Search code examples
word2vec

word2vec guesing word embeddings


can word2vec be used for guessing words with just context? having trained the model with a large data set e.g. Google news how can I use word2vec to predict a similar word with only context e.g. with input ", who dominated chess for more than 15 years, will compete against nine top players in St Louis, Missouri." The output should be Kasparov or maybe Carlsen.

I'ven seen only the similarity apis but I can't make sense how to use them for this? is this not how word2vec was intented to use?


Solution

  • It is not the intended use of word2vec. The word2vec algorithm internally tries to predict exact words, using surrounding words, as a roundabout way to learn useful vectors for those surrounding words.

    But even so, it's not forming exact predictions during training. It's just looking at a single narrow training example – context words and target word – and performing a very simple comparison and internal nudge to make its conformance to that one example slightly better. Over time, that self-adjusts towards useful vectors – even if the predictions remain of wildly-varying quality.

    Most word2vec libraries don't offer a direct interface for showing ranked predictions, given context words. The Python gensim library, for the last few versions (as of current version 2.2.0 in July 2017), has offered a predict_output_word() method that roughly shows what the model would predict, given context-words, for some training modes. See:

    https://radimrehurek.com/gensim/models/word2vec.html#gensim.models.word2vec.Word2Vec.predict_output_word

    However, considering your fill-in-the-blank query (also called a 'cloze deletion' in related education or machine-learning contexts):

    _____, who dominated chess for more than 15 years, will compete against nine top players in St Louis, Missouri
    

    A vanilla word2vec model is unlikely to get that right. It has little sense of the relative importance of words (except when some words are more narrowly predictive of others). It has no sense of grammar/ordering, or or of the compositional-meaning of connected-phrases (like 'dominated chess' as opposed to the separate words 'dominated' and 'chess'). Even though words describing the same sorts of things are usually near each other, it doesn't know categories to be able to determine that the blank must be a 'person' and a 'chess player', and the fuzzy-similarities of word2vec don't guarantee words-of-a-class will necessarily all be nearer-each-other than other words.

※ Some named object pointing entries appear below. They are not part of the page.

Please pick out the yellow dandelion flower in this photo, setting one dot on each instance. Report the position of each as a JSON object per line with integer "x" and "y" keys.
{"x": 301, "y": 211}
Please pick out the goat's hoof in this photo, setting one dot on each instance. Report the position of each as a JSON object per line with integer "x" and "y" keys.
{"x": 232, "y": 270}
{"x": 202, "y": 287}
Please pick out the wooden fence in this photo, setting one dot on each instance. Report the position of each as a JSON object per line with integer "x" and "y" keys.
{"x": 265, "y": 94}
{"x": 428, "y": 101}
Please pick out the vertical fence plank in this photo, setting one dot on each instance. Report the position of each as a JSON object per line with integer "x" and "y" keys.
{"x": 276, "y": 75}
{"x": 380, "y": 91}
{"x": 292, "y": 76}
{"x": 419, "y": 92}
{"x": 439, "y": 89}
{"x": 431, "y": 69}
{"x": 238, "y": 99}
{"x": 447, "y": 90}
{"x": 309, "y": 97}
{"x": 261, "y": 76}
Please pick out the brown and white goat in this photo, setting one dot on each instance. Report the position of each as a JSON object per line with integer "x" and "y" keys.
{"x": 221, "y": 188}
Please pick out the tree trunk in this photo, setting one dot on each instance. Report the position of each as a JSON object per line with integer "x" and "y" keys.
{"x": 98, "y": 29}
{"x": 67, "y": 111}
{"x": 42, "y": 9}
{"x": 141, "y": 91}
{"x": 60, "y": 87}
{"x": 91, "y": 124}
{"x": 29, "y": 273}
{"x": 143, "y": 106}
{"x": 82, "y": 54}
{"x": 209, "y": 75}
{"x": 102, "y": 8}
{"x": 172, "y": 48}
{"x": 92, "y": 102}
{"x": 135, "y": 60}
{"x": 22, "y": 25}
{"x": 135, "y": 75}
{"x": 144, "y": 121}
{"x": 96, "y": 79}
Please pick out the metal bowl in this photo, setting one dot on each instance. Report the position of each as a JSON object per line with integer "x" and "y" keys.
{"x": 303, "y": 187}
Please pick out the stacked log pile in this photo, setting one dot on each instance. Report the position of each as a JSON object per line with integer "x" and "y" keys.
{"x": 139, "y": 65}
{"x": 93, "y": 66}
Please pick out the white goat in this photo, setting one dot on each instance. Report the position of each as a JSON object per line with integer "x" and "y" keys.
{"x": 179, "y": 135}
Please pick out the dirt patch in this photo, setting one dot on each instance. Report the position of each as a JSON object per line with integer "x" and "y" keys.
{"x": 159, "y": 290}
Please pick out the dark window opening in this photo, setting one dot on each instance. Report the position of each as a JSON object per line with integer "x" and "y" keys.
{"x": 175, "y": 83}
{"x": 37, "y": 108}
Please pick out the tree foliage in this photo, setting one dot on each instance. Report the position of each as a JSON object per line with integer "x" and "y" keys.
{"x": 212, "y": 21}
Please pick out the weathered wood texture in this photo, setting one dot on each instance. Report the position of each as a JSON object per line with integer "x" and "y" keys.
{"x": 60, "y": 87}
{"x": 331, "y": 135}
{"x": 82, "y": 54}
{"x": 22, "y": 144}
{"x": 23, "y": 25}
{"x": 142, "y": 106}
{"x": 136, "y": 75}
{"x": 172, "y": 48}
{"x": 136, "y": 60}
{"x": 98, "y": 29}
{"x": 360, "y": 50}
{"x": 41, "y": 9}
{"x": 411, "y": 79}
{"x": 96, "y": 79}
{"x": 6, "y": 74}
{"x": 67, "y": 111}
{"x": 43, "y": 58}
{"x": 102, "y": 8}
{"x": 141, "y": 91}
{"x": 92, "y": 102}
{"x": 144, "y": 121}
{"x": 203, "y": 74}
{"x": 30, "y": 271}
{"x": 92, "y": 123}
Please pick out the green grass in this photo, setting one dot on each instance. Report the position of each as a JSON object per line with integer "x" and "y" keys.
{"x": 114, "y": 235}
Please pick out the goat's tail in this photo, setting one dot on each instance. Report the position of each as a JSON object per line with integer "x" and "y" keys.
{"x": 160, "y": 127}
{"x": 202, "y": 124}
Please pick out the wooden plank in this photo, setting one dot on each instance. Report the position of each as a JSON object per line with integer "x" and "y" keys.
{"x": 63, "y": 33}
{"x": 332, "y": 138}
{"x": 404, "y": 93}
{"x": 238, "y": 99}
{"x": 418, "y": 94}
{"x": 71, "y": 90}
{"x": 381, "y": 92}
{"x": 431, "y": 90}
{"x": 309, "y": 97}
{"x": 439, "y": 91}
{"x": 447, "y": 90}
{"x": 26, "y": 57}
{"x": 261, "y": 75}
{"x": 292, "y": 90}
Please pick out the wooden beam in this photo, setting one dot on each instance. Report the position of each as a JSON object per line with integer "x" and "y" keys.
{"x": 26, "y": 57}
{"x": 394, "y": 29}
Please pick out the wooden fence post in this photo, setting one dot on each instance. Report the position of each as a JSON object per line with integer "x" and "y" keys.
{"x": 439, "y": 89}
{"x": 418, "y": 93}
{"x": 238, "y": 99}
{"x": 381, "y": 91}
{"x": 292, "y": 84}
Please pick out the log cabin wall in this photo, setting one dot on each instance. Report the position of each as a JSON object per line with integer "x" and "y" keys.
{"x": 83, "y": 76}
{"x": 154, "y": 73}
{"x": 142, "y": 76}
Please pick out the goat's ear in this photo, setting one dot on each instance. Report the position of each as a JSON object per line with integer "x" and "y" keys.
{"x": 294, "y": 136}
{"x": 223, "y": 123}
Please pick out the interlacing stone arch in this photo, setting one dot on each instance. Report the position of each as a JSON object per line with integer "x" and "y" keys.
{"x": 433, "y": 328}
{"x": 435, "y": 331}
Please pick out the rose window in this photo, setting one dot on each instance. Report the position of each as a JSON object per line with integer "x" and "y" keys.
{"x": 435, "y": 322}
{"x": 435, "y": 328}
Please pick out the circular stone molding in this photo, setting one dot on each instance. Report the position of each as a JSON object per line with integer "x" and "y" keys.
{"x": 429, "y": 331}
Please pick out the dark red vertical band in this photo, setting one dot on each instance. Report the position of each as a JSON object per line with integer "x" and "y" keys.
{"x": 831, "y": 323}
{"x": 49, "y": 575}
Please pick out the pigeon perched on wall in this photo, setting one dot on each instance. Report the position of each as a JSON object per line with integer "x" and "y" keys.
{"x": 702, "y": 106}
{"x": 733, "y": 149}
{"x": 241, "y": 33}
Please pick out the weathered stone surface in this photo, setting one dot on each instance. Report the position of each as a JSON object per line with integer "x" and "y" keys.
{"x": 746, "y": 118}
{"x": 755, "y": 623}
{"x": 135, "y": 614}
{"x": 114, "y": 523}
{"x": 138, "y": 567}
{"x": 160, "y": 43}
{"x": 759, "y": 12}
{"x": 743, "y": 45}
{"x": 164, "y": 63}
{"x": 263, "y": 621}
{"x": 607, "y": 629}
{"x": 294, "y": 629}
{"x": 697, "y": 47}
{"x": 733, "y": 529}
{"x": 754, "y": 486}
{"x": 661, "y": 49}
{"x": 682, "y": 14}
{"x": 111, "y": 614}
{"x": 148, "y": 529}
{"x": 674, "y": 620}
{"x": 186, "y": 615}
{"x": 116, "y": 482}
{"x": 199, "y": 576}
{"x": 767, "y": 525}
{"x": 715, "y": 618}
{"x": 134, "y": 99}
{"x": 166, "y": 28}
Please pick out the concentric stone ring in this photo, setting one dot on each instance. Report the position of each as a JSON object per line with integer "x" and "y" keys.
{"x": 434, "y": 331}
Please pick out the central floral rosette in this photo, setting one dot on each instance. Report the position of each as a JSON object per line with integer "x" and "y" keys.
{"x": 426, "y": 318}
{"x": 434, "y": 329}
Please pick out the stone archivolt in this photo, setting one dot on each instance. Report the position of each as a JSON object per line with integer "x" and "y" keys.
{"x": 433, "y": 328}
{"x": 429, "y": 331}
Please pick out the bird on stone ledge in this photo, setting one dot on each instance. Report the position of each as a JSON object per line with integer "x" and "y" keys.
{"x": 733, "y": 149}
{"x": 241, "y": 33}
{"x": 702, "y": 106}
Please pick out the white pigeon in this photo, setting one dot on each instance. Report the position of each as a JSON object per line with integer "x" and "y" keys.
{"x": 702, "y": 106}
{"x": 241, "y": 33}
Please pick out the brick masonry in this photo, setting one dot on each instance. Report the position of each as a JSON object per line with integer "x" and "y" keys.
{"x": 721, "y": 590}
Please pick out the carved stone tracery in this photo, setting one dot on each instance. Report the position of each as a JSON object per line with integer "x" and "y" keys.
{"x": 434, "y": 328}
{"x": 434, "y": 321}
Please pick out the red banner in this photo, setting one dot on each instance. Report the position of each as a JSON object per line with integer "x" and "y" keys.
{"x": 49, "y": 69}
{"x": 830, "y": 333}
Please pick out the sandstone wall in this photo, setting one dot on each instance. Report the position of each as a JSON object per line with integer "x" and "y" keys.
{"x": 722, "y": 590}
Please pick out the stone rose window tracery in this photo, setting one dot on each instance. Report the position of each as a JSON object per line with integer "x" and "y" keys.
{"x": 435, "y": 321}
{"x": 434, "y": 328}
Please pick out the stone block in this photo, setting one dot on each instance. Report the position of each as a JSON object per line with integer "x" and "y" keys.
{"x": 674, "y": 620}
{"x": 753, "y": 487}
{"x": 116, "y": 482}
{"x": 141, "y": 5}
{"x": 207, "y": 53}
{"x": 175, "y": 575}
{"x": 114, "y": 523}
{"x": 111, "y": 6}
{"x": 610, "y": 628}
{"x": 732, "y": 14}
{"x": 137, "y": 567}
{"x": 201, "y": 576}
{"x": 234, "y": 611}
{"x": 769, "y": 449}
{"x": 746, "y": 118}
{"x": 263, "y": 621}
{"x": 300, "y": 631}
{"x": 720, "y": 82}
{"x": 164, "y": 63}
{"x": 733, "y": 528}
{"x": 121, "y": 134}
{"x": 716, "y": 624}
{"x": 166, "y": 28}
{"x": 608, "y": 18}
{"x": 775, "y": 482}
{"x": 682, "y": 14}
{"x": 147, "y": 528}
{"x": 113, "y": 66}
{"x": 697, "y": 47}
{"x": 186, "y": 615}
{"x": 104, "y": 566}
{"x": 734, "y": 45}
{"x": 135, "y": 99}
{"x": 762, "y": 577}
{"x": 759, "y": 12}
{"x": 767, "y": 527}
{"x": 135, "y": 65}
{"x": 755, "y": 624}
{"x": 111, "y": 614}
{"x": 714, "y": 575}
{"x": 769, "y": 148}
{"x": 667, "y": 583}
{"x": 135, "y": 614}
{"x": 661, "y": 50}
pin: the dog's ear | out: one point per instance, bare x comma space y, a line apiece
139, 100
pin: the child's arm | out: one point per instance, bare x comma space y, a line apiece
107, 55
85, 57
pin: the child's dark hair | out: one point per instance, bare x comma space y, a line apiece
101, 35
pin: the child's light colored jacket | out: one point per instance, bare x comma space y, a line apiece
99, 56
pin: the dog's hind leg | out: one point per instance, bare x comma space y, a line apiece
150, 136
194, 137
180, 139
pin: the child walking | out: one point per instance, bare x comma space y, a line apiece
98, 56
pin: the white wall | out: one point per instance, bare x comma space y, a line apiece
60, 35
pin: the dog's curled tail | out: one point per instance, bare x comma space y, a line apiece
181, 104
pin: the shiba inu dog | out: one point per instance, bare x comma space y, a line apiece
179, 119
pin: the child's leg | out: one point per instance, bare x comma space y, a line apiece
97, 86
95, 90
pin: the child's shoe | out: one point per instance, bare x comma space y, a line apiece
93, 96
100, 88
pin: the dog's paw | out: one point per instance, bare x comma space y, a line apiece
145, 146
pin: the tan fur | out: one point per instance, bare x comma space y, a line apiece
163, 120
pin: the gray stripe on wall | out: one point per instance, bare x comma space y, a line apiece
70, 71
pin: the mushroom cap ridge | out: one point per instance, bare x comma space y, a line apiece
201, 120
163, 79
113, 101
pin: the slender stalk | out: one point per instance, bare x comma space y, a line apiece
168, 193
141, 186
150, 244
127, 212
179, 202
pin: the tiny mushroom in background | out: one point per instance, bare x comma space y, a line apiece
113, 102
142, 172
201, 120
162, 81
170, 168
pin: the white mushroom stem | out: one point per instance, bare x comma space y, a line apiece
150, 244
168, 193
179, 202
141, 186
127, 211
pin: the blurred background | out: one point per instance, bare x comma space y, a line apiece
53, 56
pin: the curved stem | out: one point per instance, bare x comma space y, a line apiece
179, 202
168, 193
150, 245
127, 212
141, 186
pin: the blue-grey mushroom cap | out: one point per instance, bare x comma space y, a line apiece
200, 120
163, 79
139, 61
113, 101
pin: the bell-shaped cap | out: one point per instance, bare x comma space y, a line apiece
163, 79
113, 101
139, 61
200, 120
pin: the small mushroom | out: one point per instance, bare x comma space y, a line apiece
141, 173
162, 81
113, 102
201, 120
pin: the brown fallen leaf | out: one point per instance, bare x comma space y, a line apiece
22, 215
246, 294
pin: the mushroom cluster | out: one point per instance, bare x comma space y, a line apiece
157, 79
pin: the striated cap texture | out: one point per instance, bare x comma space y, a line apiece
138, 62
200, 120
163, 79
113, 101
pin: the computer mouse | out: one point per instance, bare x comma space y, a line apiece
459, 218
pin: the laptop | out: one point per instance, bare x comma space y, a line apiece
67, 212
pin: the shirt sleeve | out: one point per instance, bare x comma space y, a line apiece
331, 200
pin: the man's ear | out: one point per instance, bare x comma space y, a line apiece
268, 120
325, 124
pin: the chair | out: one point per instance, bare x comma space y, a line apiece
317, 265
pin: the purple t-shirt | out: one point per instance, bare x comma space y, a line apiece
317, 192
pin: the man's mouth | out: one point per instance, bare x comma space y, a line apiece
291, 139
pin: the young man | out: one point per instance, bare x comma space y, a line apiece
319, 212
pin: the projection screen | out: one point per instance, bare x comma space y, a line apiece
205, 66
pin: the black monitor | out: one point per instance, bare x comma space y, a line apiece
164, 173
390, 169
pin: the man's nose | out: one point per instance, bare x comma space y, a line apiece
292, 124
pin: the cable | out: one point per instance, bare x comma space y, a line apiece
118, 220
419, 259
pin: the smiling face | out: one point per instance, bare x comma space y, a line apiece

    There has been a bunch of work to train word/concept vectors (aka 'dense embeddings') to be better at helping at such question-answering tasks. A random example might be "Creating Causal Embeddings for Question Answering with Minimal Supervision" but queries like [word2vec question answering] or [embeddings for question answering] will find lots more. I don't know of easy out-of-the-box libraries for doing this, with or without a core of word2vec, though.